The Science

Biomedical Reality

ME is a multi-system disease with documented abnormalities across energy metabolism, autonomic function, immune regulation, and neurological systems.

The biomedical reality of ME is no longer in question. Decades of research have documented objective abnormalities that distinguish ME patients from both healthy controls and patients with other fatiguing conditions.

These findings are reproducible, measurable, and consistent with patient-reported symptoms. They demonstrate that ME is a physiological disease — not a psychological condition, not a lifestyle issue, and not a matter of deconditioning or illness beliefs.

Energy Metabolism

Cellular energy production is fundamentally impaired.

Mitochondrial dysfunction affects ATP production at the cellular level. Oxygen utilisation is impaired, and metabolic responses to exertion are abnormal. Two-day cardiopulmonary exercise testing reveals objective decline in ME patients where healthy controls improve.

The energy envelope — the total amount of energy available for daily activities — is significantly reduced from normal baseline. This is not perception. This is measurable physiology.

Autonomic Nervous System

The body's automatic regulatory systems malfunction.

Orthostatic intolerance — difficulty maintaining upright posture — is common. Heart rate and blood pressure dysregulation occurs. Temperature regulation is abnormal. The digestive system malfunctions. Sleep architecture is disrupted despite profound exhaustion.

These are not stress responses. These are documented dysfunctions of the systems that regulate basic bodily functions.

Immune System

Chronic immune activation and dysfunction.

Elevated inflammatory markers are found in subsets of patients. Natural killer cell function is consistently impaired. Cytokine abnormalities suggest chronic immune activation, particularly in the early years of illness. Susceptibility to infections is increased. Autoimmune features appear in some patients.

Neurological Function

Brain and nervous system involvement.

Neuroinflammation has been demonstrated on PET imaging. Cognitive impairment affects memory, concentration, and processing speed. Sensory sensitivities to light, sound, and touch are common. Brain connectivity patterns are altered. Cerebral blood flow is reduced.

Post-Exertional Malaise

The hallmark feature that distinguishes ME from other conditions.

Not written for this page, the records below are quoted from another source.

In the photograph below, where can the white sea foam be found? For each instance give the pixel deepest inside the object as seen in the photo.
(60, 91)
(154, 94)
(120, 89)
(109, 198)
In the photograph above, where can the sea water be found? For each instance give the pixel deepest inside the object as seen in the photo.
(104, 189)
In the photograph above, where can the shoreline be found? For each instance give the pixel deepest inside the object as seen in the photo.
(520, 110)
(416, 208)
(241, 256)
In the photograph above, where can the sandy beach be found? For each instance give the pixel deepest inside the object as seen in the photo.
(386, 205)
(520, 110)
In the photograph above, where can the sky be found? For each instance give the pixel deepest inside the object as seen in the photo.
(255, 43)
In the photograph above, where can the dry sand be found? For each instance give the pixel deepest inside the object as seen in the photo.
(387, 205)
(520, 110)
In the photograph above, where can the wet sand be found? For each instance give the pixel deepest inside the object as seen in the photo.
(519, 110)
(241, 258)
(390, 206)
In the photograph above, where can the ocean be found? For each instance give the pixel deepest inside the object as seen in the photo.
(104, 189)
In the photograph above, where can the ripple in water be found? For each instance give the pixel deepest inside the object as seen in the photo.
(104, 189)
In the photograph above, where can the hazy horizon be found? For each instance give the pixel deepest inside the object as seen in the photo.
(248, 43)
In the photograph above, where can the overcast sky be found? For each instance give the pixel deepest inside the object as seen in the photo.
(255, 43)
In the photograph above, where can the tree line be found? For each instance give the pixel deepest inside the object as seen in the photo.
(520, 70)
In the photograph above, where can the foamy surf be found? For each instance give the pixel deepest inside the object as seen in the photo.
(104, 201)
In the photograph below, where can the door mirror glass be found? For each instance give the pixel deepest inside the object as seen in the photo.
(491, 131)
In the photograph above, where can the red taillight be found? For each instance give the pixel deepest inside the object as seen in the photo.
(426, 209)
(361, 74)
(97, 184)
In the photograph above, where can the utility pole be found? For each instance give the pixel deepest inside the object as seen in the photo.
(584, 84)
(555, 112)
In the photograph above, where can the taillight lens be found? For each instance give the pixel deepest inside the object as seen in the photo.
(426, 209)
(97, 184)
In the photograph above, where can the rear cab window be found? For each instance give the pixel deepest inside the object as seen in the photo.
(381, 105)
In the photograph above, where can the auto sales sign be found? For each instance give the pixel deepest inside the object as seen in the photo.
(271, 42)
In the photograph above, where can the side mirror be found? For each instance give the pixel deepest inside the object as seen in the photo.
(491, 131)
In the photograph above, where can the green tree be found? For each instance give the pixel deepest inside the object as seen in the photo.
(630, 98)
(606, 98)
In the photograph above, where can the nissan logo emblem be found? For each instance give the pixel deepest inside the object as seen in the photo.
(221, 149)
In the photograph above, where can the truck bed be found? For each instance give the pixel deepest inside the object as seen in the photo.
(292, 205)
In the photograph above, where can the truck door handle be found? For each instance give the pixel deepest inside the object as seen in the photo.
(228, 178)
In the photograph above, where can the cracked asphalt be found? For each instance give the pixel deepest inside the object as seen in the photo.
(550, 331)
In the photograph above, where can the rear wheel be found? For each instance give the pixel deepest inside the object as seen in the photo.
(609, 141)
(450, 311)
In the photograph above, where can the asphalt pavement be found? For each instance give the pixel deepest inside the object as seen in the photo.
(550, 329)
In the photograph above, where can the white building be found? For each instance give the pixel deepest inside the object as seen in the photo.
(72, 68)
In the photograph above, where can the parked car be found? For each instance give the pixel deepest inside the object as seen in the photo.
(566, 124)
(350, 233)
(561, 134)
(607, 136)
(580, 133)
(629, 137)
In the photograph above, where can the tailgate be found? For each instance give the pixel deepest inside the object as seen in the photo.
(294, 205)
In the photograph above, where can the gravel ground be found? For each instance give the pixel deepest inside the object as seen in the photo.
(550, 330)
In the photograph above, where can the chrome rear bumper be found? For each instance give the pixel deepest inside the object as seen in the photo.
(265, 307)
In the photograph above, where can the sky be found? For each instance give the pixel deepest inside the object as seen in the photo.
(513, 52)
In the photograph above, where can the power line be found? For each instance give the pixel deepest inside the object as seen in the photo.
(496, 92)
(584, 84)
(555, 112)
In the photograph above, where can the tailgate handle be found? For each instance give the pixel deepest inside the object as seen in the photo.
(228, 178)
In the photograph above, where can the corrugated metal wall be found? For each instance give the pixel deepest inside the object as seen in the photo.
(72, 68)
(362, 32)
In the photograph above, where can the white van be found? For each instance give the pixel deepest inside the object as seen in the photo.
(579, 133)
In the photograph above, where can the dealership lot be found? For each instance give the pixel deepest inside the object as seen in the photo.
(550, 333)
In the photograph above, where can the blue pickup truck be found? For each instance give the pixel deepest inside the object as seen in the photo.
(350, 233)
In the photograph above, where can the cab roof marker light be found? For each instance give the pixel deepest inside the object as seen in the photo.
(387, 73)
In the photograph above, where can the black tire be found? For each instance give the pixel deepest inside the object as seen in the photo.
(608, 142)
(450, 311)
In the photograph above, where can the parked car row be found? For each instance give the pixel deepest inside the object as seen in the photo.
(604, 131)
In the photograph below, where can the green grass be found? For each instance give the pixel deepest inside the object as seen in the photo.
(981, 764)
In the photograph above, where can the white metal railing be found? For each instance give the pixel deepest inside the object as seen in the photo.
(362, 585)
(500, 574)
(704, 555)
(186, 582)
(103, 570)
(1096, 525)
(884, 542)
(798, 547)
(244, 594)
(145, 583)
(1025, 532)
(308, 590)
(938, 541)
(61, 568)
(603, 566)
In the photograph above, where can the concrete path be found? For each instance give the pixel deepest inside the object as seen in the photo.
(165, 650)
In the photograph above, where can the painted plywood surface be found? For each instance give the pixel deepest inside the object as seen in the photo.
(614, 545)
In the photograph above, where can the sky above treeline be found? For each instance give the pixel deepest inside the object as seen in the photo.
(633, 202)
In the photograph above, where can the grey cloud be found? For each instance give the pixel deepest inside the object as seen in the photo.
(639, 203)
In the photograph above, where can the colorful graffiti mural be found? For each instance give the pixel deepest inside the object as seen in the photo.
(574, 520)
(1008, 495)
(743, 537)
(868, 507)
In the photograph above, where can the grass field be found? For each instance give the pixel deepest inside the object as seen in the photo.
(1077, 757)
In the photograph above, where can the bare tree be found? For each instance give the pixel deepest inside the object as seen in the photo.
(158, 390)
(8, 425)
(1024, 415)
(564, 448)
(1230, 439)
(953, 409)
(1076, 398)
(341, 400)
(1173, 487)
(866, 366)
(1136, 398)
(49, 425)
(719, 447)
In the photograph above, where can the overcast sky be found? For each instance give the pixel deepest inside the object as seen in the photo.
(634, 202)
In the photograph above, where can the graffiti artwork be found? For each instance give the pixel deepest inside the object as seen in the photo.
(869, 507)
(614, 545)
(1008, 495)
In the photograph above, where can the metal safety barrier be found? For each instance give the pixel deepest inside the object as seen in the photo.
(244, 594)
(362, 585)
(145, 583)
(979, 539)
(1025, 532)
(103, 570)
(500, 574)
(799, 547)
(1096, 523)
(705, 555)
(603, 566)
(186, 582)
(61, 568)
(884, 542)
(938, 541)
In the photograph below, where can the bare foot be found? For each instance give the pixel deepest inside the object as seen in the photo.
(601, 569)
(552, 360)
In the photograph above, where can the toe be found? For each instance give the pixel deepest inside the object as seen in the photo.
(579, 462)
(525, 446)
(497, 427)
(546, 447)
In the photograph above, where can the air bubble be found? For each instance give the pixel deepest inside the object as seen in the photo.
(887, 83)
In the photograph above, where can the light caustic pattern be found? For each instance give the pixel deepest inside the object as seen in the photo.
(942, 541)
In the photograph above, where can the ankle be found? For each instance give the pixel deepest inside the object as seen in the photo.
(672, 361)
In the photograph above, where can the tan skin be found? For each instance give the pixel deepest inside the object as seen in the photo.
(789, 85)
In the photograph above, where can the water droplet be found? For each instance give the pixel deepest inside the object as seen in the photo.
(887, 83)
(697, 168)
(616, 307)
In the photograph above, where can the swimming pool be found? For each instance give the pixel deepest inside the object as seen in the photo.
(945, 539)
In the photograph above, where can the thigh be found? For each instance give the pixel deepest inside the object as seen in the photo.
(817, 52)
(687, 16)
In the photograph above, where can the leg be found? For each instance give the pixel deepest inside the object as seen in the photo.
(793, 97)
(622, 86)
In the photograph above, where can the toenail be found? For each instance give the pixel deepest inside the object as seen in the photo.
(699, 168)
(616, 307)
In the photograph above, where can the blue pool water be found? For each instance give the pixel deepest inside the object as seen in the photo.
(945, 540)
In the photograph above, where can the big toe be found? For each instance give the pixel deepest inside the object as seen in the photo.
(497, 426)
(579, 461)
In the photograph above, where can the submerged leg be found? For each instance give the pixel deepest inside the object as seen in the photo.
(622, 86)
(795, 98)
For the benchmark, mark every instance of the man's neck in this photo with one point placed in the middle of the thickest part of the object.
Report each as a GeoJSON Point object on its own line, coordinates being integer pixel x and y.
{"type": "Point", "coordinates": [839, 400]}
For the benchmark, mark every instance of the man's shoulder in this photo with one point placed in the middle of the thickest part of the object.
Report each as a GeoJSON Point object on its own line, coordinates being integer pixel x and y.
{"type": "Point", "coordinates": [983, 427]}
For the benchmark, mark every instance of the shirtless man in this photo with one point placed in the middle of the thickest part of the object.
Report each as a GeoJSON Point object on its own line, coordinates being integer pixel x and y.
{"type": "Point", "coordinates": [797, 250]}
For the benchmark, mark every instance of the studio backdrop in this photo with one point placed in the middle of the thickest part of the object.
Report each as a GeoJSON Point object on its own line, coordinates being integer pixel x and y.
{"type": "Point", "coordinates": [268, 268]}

Post-exertional malaise (PEM) is characterised by delayed onset — symptoms typically worsen 12–72 hours after exertion, not immediately. The response is disproportionate: minimal activity can trigger severe symptom exacerbation. Recovery is prolonged: days, weeks, or in cases of severe overexertion, permanent decline.

PEM affects cognitive function, pain levels, autonomic symptoms, and overall functioning — not just fatigue. The existence and characteristics of PEM have been confirmed through objective testing, including two-day cardiopulmonary exercise testing.

PEM is not normal fatigue.
It is not muscle soreness.
It is a pathological response indicating that exertion has caused physiological harm.

Key Research Findings

Two-Day CPET

Cardiopulmonary exercise testing on consecutive days shows objective, measurable decline in ME patients where healthy controls improve. This is the gold standard for demonstrating post-exertional malaise.

Metabolomics

Studies reveal distinct metabolic signatures in ME patients, with abnormalities in energy pathways, amino acid metabolism, and lipid profiles.

Neuroimaging

PET scans have demonstrated neuroinflammation in ME patients. MRI studies show altered brain connectivity and reduced grey matter volume in specific regions.

Immune Profiling

Natural killer cell function is consistently impaired. Cytokine patterns suggest ongoing immune activation, particularly in the early years of illness.

Why this matters

The biomedical evidence has direct implications for treatment and care.

Treatments that push patients to increase activity are not just ineffective — they cause measurable harm. Pacing and energy management are not “giving in” to illness — they are medically appropriate responses to a physiological limitation.

Research into underlying mechanisms offers the possibility of targeted treatments in future. Clinical education must be updated to reflect this reality, replacing outdated psychological models.

The science is clear. The challenge now is ensuring that healthcare systems, welfare assessments, and public understanding catch up with the evidence.

This understanding aligns with current clinical guidance, including NICE NG206 (2021), and is increasingly supported by emerging biomedical research, including large-scale studies such as DecodeME.